Neural Network for Recognition of Handwritten Digits in C#

Rate me:
Please Sign up or sign in to vote.
4.93/5 (89 votes)
14 Mar 2012MIT9 min read 306.4K   48K   217   78
This article is an example of an artificial neural network designed to recognize handwritten digits.

Introduction

This article is another example of an artificial neural network designed to recognize handwritten digits based on the brilliant article Neural Network for Recognition of Handwritten Digits by Mike O'Neill. Although many systems and classification algorithms have been proposed in the past years, handwriting recognition has always been a challenging task in pattern recognition.

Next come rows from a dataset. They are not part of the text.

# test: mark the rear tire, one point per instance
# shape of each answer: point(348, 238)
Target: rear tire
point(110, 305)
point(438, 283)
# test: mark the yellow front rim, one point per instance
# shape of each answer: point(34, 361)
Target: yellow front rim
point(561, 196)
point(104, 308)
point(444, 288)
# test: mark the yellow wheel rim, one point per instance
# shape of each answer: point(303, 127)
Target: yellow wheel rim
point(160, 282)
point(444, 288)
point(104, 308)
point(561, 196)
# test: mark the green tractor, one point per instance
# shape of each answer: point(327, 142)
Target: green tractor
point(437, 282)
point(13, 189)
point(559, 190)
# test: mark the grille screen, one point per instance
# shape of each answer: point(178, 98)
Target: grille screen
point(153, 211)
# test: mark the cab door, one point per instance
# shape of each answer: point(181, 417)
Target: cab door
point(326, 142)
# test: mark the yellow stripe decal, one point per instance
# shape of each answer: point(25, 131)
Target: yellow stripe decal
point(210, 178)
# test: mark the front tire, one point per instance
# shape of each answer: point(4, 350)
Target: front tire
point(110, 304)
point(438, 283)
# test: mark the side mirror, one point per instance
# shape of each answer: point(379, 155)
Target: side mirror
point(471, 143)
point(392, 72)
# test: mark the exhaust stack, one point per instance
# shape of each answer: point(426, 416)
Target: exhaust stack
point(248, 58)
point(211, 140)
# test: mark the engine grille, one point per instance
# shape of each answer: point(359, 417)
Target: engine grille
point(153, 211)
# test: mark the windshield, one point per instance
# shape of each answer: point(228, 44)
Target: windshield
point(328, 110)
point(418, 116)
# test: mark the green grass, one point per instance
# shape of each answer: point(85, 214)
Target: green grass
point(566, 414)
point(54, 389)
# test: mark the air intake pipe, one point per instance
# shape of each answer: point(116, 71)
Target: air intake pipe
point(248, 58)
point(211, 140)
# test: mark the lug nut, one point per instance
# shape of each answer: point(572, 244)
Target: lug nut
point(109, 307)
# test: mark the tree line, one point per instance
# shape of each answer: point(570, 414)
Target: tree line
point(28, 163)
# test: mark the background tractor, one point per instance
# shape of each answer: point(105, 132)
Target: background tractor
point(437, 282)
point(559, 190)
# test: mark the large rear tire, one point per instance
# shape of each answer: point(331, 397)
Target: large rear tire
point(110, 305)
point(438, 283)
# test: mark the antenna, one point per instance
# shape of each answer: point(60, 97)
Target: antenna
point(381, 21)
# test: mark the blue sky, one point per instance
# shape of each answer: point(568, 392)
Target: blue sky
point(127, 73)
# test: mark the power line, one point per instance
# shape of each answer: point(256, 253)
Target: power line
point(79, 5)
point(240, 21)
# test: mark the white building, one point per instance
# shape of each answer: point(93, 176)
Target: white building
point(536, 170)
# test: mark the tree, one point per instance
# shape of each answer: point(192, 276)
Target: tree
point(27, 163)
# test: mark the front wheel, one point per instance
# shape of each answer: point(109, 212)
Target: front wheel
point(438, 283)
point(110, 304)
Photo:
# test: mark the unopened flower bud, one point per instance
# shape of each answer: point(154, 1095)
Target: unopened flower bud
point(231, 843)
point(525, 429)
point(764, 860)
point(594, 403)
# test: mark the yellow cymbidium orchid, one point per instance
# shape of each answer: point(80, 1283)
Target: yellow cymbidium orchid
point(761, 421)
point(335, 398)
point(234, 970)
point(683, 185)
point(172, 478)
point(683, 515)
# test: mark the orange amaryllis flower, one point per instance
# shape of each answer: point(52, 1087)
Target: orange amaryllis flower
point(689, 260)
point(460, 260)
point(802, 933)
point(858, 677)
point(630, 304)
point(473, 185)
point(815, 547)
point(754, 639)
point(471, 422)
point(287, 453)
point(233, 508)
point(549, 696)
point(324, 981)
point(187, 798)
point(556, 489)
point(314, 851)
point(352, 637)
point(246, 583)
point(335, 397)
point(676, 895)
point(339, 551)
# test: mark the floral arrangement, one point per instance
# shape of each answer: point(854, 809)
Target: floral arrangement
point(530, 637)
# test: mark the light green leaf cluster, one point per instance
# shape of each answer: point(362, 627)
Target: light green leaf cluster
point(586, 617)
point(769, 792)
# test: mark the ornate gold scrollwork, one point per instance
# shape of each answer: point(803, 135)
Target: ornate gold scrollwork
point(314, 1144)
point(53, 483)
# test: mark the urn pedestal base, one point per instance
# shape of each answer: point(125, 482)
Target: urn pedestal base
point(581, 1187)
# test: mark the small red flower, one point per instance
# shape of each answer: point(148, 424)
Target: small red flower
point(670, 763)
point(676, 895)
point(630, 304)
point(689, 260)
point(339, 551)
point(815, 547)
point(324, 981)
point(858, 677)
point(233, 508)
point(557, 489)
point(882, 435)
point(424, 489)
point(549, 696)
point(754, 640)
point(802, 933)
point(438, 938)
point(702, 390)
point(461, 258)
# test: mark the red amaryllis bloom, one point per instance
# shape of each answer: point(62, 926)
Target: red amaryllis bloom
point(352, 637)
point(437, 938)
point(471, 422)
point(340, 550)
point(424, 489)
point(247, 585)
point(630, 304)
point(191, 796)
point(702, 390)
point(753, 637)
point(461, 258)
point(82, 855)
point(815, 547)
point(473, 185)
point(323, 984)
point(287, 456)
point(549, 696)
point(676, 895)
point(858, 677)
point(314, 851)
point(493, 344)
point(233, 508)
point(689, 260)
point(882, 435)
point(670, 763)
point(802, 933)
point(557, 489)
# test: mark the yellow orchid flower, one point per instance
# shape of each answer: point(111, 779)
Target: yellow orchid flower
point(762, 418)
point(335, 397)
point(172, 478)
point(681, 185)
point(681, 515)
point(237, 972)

Mike O’Neill’s program is an excellent demo to programmers who want to study on neuron network for pattern recognition in general, and especially on convolution neural network. The program has been written in MFC/C++ model, which is a little bit difficult to someone who is not familiar with it. So, I decided to rewrite it in C# with some of my experiments. My program has achieved some results nearly reaching to that of the original, but it is still not optimized enough (convergence speed, error rate, etc.). It is just initial code which simply gets the job done and helps to understand the network, so it is really confusing and needs to be reconstructed. I have been trying to rebuild it as a library so it would be flexible and is easy to change parameters through an INI file. Hopefully, I can get the expected result someday.

Character Detection

Pattern detection or character candidate detection is one of the most importance problems I had to face in my program. In fact, I did not only want to simply rewrite Mike’s program in another language but I also wanted to recognize characters in a document picture. There are some researches that have proposed very good algorithms for object detection that I found in the Internet, but they are too complicated for a free-time project like my own. A small algorithm I found when teaching my daughter drawing solved my problem. Of course, it still has limitations, but it exceeded my expectations in the first test. In the normal, character candidate detection is divided to row detection, word detection and character detection with separate and different algorithms. My approach is little bit different. Detections used same algorithm with functions:

C#
public static Rectangle GetPatternRectangeBoundary
	(Bitmap original,int colorIndex, int hStep, int vStep, bool bTopStart) 

and:

C#
public static List<Rectangle> PatternRectangeBoundaryList
	(Bitmap original, int colorIndex, int hStep, int vStep, 
	bool bTopStart,int widthMin,int heightMin)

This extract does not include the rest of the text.